As the newly appointed chief commercial officer of closely-held Sensium Healthcare, a pioneer in wireless monitoring of patient vital signs, Kevin Smith is in charge of developing and executing the company’s global commercial strategy. He also controls partnering with U.S. hospitals and medical universities and building clinical evidence for SensiumVitals, the first early warning detection device to be introduced by Sensium Healthcare. Mr. Smith has almost 20 years in the medical device industry, working on developing and accelerating domestic and international sales and product launches for numerous medical companies. Prior to joining Sensium, Mr. Smith was a VP of sales and marketing for Teleflex Medical, which manufactures and sells Class 2 and Class 3 devices into the catheter lab and cardiovascular operating room environments. In this interview with BioTuesdays, Mr. Smith discusses the SensiumVitals patch, which has received regulatory approval in the U.S. and Europe, and its competitive advantages.
Let’s begin with a short history of the company.
Our technology comes from the parent company, Toumaz Group (AIM:TMZ), a manufacturer of silicon chips for high definition, digital radio solutions and communications, with operations in the UK, Romania, Hong Kong, China and Japan. Our patch was developed by world-renowned digital healthcare experts, including Professor Chris Toumazou, Regius Prof. of Engineering and founding director of the Institute of Biomedical Engineering at Imperial College London.
What is SensiumVitals and how does it work?

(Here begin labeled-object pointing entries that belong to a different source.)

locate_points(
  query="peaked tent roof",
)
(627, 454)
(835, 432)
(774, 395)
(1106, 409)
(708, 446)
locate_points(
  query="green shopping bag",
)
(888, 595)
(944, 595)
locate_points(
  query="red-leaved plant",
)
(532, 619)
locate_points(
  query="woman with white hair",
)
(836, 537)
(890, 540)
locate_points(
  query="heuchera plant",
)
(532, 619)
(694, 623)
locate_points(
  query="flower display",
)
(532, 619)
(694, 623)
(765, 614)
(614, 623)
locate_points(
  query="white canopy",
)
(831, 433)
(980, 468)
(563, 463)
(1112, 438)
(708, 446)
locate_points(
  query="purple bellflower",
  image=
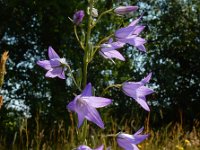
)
(121, 10)
(84, 105)
(78, 17)
(108, 50)
(84, 147)
(138, 91)
(129, 142)
(56, 66)
(130, 35)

It’s a lightweight, disposable patch attached to a patient’s chest that wirelessly monitors vital signs of patients in hospital general wards and emergency departments. The patch is designed to provide an early warning if a patient’s condition deteriorates. It monitors heart rate, respiration and body temperature every two minutes, with alerts if readings exceed pre-set thresholds. The wireless patch sends these readings via a router-like bridge to a nurse’s station or any Microsoft-based web-enabled device, including hand-held devices, for instant and easily accessible communication. In the not too distant future, this will be the norm in hospitals, care homes and at home.
What are the benefits?
SensiumVitals allows clinicians to make earlier interventions, which improve patient care, shortens hospital stays and lowers heath care costs. By notifying clinicians of changes in patients’ vital signs, nurses can initiate treatment before any condition worsens. Early testing of SensiumVitals indicates that the patch has been effective as an early warning system for detecting the onset of Sepsis, which has been linked to half of all hospital deaths. Nurses play a vital role in identifying sepsis by monitoring key vital signs. However, in general care areas of a hospital, vital signs are typically taken during routine rounds once every four-to-eight hours. If a patient deteriorates between these rounds, the warning signs can go undetected for hours, leading to potentially serious and costly consequences. Some hospitals are even leaning towards keeping patient nighttime interruptions to a minimum and are recommending avoiding the taking of vital signs after 11 pm to allow for maximum patient rest.
What makes SensiumVitals unique?
The silicon chip is what gives our patch its competitive advantage over other patient monitoring devices, which rely on power hungry Bluetooth or Wi-Fi connections. Our patch is lightweight at only 15 grams so patients are able to walk around and patient mobility is a key to faster recovery time. The patch is discarded when a patient is discharged, removing the need for cleaning and sterilization to prevent cross-contamination. The system uses very low power radio waves to transmit a patient’s information and is easily integrated with existing hospital IT systems.
How are you positioning the device?
In the hospital setting, we are targeting emergency admissions, especially patients with potential instability; post-surgical units; patients awaiting a formal review, medical results or further treatment; the elderly who can deteriorate quickly; and certain patient groups, such as oncology/chemotherapy and those with autoimmune diseases, which are more susceptible to infection.
How big is the market?
We figure there is a potential $1.5-billion global market for hospital-based wireless monitoring, with the market equally divided in North America and the rest of the world.
What’s the status of your commercialization strategy?
The patch is currently in trials at two leading UK National Health Service hospitals: St. James University Hospital in Leeds and Queen Elizabeth Hospital in Birmingham. In the U.S., we’re gearing up to begin clinical studies at a leading hospital to prove the clinical and economic benefits of the patch.
And what are your plans for eventual distribution?
We have a small business development team in the U.S. to support existing customers and follow through on leads with larger hospitals groups ahead of an accelerated deployment. In rest of the world territories, interest in the system continues to build. SensiumVitals has been deployed in hospitals in the UK, France, Italy, Germany, Portugal, and Australia. A growing number of these deployments are moving from initial evaluation to full-scale integration with hospital IT systems. Worldwide, the Sensium Healthcare has a qualified pipeline of 200 hospitals.
What’s in the company’s pipeline?
We are continuing product development with system enhancements for a broader hospital rollout with a next generation chip. Expansion into the home and care home markets with a patch following a hospital discharge is also in the pipeline.